Buona ristorazione, a basso costo. È l’ultima carta a disposizione dei ristoratori per ridurre, oggigiorno, il rischio imprenditoriale. Regola, questa, alla quale sembrano sottostare anche i grandi chef che, sempre più spesso, si ritrovano a fare i conti con pizzerie, wine bar o trattorie griffate, con un unico grande intento: far quadrare i conti delle loro aziende.
Discorso che calza ancor più a pennello se si parla di un paese come la Spagna, in cui l’impennata economica (sfruttata comunque nel miglior modo possibile) e il benessere di un decennio fa sono ormai soltanto un ricordo.
Il grandissimo Quique Dacosta ha quindi studiato delle formule -sulla carta vincenti- sfruttando le sue capacità di brillante ristoratore, su una piazza in cui la domanda è decisamente più alta rispetto alla tutt’altro che frenetica vita di provincia.

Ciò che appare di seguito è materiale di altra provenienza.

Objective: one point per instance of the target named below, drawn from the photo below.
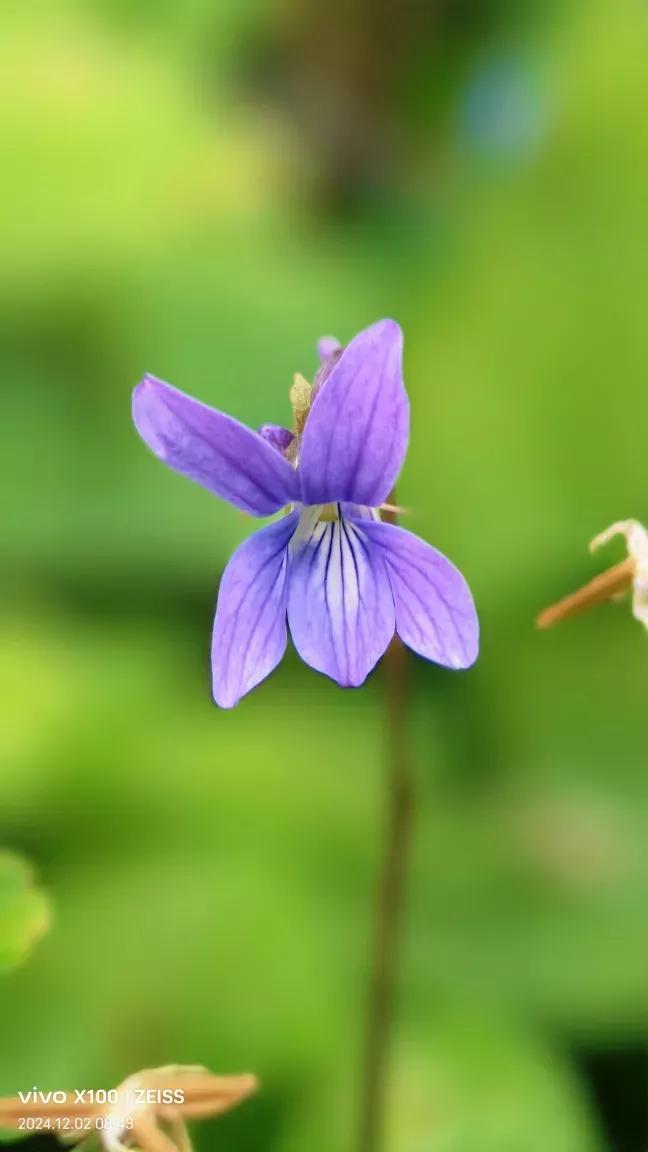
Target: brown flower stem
(605, 586)
(390, 897)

Sul solco tracciato dai soliti fratelli Adria’ – che a nostro avviso restano ancora la pietra filosofale del tapas bar “creativo” – ecco partorire l’idea di Vuelve Carolina, un divertente ristorante/taperia nel cuore di Valencia. Ubicato nello stesso stabile di El Poblet, succursale cittadina del più famoso ristorante di Denia che, insieme al nuovo Mercat Bar, completa il piccolo impero gastronomico della Daco & Co.
Vuelve Carolina è un locale dall’atmosfera stranamente più nordica che latina.

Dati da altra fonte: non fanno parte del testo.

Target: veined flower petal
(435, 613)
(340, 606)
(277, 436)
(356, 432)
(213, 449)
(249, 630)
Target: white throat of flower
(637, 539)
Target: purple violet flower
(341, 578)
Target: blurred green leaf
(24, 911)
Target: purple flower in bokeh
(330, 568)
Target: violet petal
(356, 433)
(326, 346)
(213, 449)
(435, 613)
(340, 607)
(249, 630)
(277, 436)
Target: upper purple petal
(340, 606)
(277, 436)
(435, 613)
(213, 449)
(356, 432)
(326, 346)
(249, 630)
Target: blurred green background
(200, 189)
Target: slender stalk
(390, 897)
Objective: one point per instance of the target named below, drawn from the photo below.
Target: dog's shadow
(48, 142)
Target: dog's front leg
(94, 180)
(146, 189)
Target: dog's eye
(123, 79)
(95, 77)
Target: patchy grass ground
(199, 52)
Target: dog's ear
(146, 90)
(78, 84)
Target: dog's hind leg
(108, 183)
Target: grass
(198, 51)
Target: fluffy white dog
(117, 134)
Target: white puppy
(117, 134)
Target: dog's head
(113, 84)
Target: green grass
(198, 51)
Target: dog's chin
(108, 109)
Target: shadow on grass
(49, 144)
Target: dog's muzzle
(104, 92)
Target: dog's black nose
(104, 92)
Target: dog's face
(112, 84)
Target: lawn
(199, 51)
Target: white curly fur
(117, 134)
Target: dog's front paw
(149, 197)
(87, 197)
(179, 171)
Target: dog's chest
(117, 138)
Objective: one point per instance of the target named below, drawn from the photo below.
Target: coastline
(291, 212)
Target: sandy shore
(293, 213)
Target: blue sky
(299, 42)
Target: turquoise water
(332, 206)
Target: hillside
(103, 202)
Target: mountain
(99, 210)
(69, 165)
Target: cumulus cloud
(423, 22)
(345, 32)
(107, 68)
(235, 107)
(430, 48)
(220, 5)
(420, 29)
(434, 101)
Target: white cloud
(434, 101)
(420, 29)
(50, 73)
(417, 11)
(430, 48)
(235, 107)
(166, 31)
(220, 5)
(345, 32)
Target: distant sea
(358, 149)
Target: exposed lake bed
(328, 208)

Lunghissimo bancone di legno all’ingresso e una saletta più raccolta, con un allestimento di piante grasse sulle pareti di legno chiaro.

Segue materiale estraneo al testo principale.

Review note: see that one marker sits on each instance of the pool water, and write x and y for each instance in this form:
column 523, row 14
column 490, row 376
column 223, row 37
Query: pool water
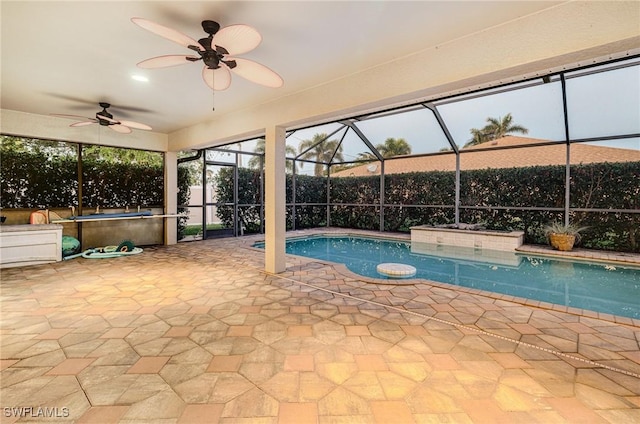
column 599, row 287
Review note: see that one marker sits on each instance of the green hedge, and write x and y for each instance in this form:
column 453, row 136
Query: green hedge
column 429, row 198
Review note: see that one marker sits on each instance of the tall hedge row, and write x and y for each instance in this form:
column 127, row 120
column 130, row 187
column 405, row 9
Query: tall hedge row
column 502, row 199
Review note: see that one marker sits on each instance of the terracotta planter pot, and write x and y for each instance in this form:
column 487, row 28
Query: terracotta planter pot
column 562, row 242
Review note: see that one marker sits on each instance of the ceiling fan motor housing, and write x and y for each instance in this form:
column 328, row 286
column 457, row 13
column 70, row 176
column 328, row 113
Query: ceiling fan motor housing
column 99, row 115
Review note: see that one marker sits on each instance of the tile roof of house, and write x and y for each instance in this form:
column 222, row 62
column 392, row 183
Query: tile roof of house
column 554, row 154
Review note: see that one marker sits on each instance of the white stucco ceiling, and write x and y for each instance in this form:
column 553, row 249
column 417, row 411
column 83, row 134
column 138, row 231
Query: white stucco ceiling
column 65, row 57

Offre una carta molto ampia, suddivisa in categorie di portate che spaziano dalle tapas ai crudi, fino ai piatti principali di carne e di pesce.
Vengono proposti piatti tradizionali che recano la firma dello chef valenciano. Una sorta di reinterpretazione non troppo sofisticata di piatti amati dal cliente locale.
Lo stile avanguardista dei piatti contempla alcuni classici di Dacosta, come il cuba libre di foie gras o alcuni dei suoi famosi “risi” che si alternano a più banali affettati o immancabili (è la moda del momento) hamburger.
Inoltre ci sono due convenienti menu degustazione (da prendere per un minimo di due persone, a 24,20 euro e 27,50 euro) tra i quali è possibile assaggiare una selezione di tapas creative oppure i piatti storici di Dacosta.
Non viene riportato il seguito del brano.